“斎藤知事再選”自民兵庫県議団が知事選を検証 県議アンケートに「独自候補の擁立断念が結束乱した」「稲村氏の思想信条で保守層離れた」

自民党の兵庫県議団が22日、斎藤元彦知事が再選を果たした去年11月の県知事選挙を検証する文書をまとめたことが関係者への取材で分かりました。文書には、自民県議36人を対象としたアンケート結果も記載されていて、独自候補を擁立できなかったことが自民内部の分断を招いたとする意見が多数を占めたことなどが記載されています。
■県・中央省庁幹部に打診・面談も…擁立断念で自主投票 県議を分断か
文書は全33ページで、情勢分析と自民県議へのアンケートの2段階で構成されています。

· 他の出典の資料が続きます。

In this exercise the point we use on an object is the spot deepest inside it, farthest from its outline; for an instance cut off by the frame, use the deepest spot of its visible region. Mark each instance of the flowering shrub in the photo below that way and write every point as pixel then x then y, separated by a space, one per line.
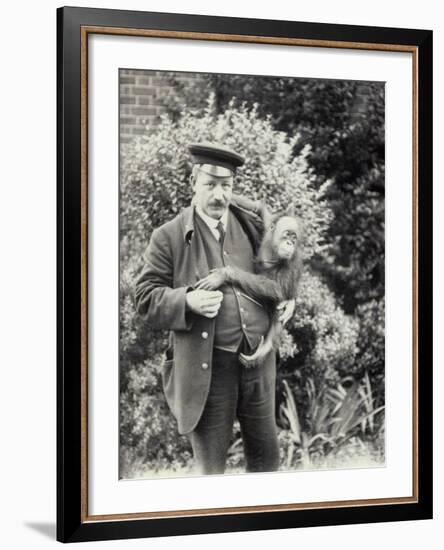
pixel 321 339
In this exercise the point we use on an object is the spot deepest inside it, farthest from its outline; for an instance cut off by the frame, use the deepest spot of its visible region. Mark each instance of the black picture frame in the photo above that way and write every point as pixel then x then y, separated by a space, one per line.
pixel 73 523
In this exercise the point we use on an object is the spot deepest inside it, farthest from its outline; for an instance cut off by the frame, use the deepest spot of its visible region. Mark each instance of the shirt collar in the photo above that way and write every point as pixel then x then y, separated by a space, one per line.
pixel 211 222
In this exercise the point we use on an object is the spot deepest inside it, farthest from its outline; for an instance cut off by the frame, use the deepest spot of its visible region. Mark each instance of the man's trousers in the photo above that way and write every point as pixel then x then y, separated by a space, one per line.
pixel 249 395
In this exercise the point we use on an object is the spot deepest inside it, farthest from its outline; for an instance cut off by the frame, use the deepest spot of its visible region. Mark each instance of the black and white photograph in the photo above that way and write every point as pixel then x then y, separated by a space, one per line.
pixel 252 253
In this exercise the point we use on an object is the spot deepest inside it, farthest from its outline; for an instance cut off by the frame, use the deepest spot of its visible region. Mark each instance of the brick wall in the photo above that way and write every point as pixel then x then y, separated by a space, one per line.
pixel 141 98
pixel 142 93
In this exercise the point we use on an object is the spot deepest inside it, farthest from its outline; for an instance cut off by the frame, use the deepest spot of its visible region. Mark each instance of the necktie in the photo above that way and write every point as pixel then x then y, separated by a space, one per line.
pixel 220 228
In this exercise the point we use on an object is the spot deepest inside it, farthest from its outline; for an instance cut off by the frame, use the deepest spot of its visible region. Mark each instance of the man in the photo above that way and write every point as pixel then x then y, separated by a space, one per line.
pixel 205 385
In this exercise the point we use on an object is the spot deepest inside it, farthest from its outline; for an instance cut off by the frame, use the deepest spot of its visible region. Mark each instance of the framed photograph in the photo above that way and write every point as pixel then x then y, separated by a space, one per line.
pixel 244 274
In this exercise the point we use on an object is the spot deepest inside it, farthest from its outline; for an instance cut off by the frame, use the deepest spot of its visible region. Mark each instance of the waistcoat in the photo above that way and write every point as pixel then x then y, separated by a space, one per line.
pixel 239 315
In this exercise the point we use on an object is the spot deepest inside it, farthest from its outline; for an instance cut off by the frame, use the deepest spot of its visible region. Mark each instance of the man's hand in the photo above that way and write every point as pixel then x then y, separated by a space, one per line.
pixel 204 302
pixel 213 281
pixel 286 309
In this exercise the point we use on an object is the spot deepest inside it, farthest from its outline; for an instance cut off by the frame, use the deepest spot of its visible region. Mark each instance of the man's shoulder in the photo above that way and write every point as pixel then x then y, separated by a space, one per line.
pixel 174 225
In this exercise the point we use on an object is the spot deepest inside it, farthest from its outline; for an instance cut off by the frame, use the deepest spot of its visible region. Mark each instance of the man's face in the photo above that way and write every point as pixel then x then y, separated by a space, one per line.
pixel 212 193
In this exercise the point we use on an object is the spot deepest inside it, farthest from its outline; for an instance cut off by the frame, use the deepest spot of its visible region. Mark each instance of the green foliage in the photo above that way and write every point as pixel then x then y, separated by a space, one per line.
pixel 343 124
pixel 321 342
pixel 333 417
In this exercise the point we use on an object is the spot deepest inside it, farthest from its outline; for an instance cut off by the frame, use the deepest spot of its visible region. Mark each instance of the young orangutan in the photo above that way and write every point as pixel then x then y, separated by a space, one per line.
pixel 278 268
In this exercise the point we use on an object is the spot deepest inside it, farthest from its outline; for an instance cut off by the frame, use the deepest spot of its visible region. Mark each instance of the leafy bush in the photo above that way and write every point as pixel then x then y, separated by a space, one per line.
pixel 321 340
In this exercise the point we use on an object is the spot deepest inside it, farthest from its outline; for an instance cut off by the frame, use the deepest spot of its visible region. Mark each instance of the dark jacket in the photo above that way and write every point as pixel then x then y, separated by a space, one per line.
pixel 172 266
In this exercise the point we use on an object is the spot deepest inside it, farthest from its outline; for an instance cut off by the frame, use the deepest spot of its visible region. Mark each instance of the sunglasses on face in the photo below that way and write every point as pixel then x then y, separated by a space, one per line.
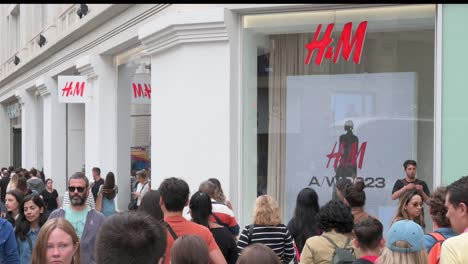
pixel 73 189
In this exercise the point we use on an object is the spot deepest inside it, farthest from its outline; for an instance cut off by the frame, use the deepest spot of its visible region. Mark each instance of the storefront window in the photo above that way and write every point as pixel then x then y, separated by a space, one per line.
pixel 134 73
pixel 372 68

文書内では、自民県議団が独自候補の擁立を断念した経緯について触れられていて、公明党などと共同で斎藤知事に辞職を要求した2024年9月12日に独自候補の擁立に向けた「調査会」を設置し、候補者の選定を進めましたが、「県幹部や中央省庁幹部に打診や面談を行ったが、ふさわしい候補との結論に至らなかった」と振り返っています。
その後県議団は、候補者の支援をそれぞれに委ねる「自主投票」を決定しました。県議へのアンケートでは、この決定によって、「(県議の)支援対象が大きく分極した」「結果的に議員団や地方組織の結束に乱れを引き起こした」とする意見が多数を占めていたということです。
当時、自民県議の一部には無所属で出馬した前尼崎市長の稲村和美候補を支援する動きがありましたが、県議の1人は「リベラルと繋がる稲村候補に対し、保守層が離れていった」とする意見を寄せていました。
■報道の「過熱」「自粛」が斎藤陣営を後押し「ほぼ全員が真偽不明の情報に戸惑い」
当初、優勢とみられていた稲村和美候補が失速し、斎藤知事陣営が支持を集めた過程についても分析が行われました。連日の報道によって「単純接触効果(接触時間が長いことで好意を抱く現象)が働き、潜在的な斎藤氏ファンが形成」された状態だったことに加え、知事がテレビ出演を重ねたことで、「同情論を含めて風向きの変化が見え始めていた」としています。
事前報道の過熱は「有権者の『真実は何』の関心を高めた」ものの、選挙期間に入ると報道自粛によって報道機関からの情報量は減少し、結果として「有権者はネットに情報を求め、デマ情報に多く接触することとなった。特に知事への好意的なデマ情報が広がりやすい状態が浸透していった」としています。
アンケートの総括には「ほぼ全員が真偽不明の情報に戸惑っていた」「条例や情報内容や発信者の開示に処罰を伴う法整備が急務であると提起しているもののの、現実には手をこまねいて見ているしか方法はなく、指摘した議員は無力感を訴えている」などと記載されているということです。